Członkowie zawierciańskiego gniazda "Sokoła" w 1920 roku. Zbiory Zdzisława Kluźniaka
Tym razem przypominamy Towarzystwo Gimnastyczne „Sokół”, które działało na terenie Zawiercia. Ktoś z Was je pamięta?

W Zawierciu istniało gniazdo Towarzystwa Gimnastycznego „Sokół”. Geneza powstania tego stowarzyszenia sięga jeszcze czasu zaborów, a swoją obecność w Zawierciu organizacja zaznaczyła szczególnie w okresie międzywojennym.

Po powstaniach narodowych tego typu stowarzyszenia zaczęły pojawiać się jak grzyby po deszczu. Tak było w całej Europie. Chodziło o to, by wychować wygimnastykowaną i wysportowaną młodzież, która później mogłaby włączyć się do walki o niepodległość. Można zatem powiedzieć, że było to krzewienie kultury fizycznej z podtekstem narodowowyzwoleńczym.

Gniazdo „Sokoła”
- Na szczeblu miejskim mówiło się o gnieździe „Sokoła”. Jego początki sięgają 1905 roku i było to jedno z najstarszych gniazd „Sokoła” na terenie Zagłębia Dąbrowskiego. W większych miastach takie organizacje tworzono rok lub dwa lata później - podkreśla historyk Zdzisław Kluźniak, który dodaje, że warto wspomnieć o niektórych osobach związanych ze stowarzyszeniem.
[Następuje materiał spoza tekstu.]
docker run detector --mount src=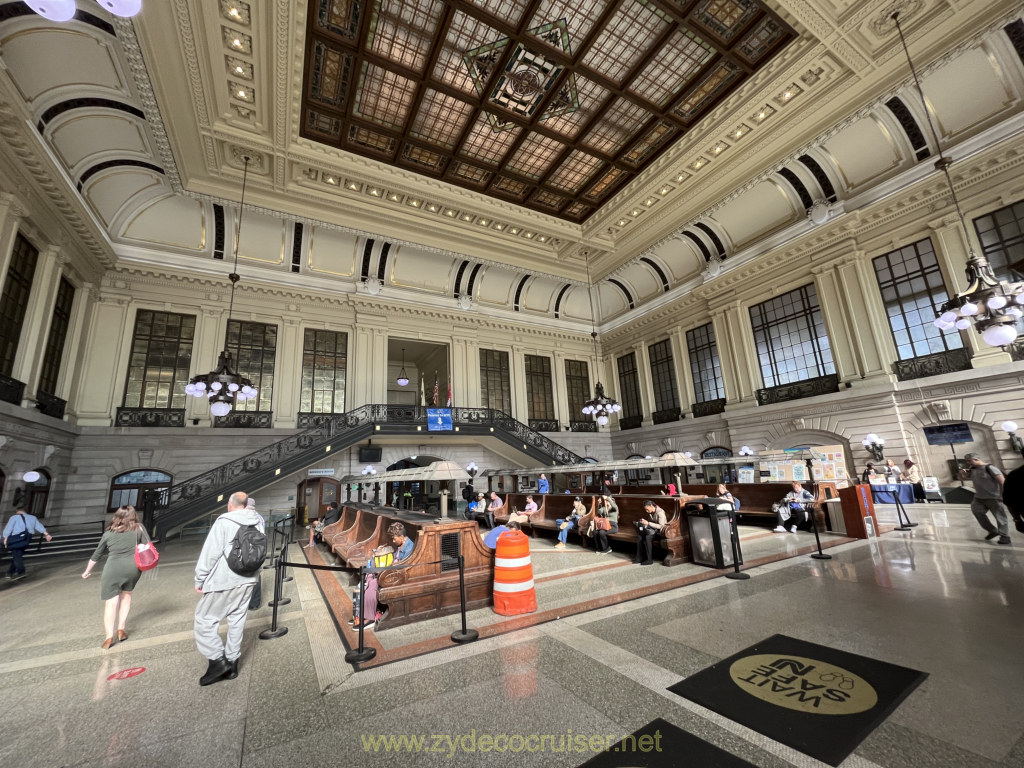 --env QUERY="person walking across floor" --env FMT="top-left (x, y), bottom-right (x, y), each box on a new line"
top-left (194, 490), bottom-right (264, 685)
top-left (82, 506), bottom-right (150, 650)
top-left (3, 509), bottom-right (53, 582)
top-left (964, 454), bottom-right (1010, 546)
top-left (633, 501), bottom-right (669, 565)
Do tego grona należał Michał Terech, który przyjechał do Zawiercia, by rozpocząć pracę w fabryce Sambora i Krawczyka, a był on pomysłodawcą wielu innowacyjnych rozwiązań związanych z technologią produkcji ( łożysk, przekładni pasowych itp.- dop. red.). Jak się okazało, miał także zapał do krzewienia kultury fizycznej. W okresie międzywojennym, po opuszczeniu Zawiercia, został nawet wiceprezesem „Sokoła” w II Rzeczypospolitej.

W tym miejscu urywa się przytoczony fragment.